Quenching circuit
Can anyone tell me what's the usage of a quenching circuit in superregenarative receiver? What happen when we change the quenching voltage?
Thanks
Charis
Well, superregen is a strange beast indeed. Lets say you had a transistor that had 20 dB of gain at your RF frequency of interest. It will boost up a weak signal by 20 dB, nothing more, nothing less, if it is used as a linear amplifier.
However, if you set up that same transistor with positive feedback, it will, for a brief period of time, have a very high (theoretically infinite) gain, due to the feedback. The only problem is that a few milliseconds later, due to this high feedback, it starts to oscillate. Once it is oscillating, is can no longer act as a high gain amplifier.
So one can add a quenching circuit that shuts off the transistor just before it bursts into self oscillation. Thus, with one transistor, one could get maybe 70 dB of gain.
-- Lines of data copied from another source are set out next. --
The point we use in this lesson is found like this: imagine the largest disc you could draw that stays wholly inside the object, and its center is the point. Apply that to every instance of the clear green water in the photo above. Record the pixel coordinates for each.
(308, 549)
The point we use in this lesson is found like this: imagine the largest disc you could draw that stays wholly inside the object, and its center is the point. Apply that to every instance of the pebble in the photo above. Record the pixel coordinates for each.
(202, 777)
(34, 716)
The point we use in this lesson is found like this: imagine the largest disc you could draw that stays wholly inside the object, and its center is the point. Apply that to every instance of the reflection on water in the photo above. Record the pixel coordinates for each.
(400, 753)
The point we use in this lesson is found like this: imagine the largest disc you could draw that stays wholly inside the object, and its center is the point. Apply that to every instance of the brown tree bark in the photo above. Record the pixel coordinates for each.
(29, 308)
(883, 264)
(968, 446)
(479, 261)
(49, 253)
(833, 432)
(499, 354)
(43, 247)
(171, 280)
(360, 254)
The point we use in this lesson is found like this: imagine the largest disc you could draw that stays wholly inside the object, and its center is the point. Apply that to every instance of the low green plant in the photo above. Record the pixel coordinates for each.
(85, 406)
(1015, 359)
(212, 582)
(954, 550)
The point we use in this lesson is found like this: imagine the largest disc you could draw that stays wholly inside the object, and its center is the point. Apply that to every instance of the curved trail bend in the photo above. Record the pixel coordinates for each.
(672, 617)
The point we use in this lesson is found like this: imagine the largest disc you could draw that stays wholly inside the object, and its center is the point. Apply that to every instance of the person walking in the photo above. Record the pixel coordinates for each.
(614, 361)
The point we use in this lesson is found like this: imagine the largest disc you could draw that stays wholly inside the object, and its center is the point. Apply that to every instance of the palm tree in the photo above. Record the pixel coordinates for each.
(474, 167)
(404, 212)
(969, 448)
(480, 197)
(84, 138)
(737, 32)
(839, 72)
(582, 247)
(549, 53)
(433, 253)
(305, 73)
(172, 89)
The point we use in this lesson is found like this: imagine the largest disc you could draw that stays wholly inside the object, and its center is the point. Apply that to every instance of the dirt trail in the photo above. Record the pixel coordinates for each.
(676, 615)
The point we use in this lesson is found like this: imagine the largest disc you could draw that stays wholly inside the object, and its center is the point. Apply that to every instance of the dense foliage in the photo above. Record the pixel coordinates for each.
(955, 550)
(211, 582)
And yes, the waveshape and voltage of the quenching circuit is important for proper operation, and must be tweaked.
Hi biff
Please correct me if i'm wrong, so the quenching circuit is just to provide more gain to the rf signal, as well as tweaking the voltage of the quenching circuit.
How is the quenching circuit connected in the superregenarative receiver? Is it providing the quenching signal to the oscillator?
By the way, what's the parameters of the quenching circuits that should i be looking for?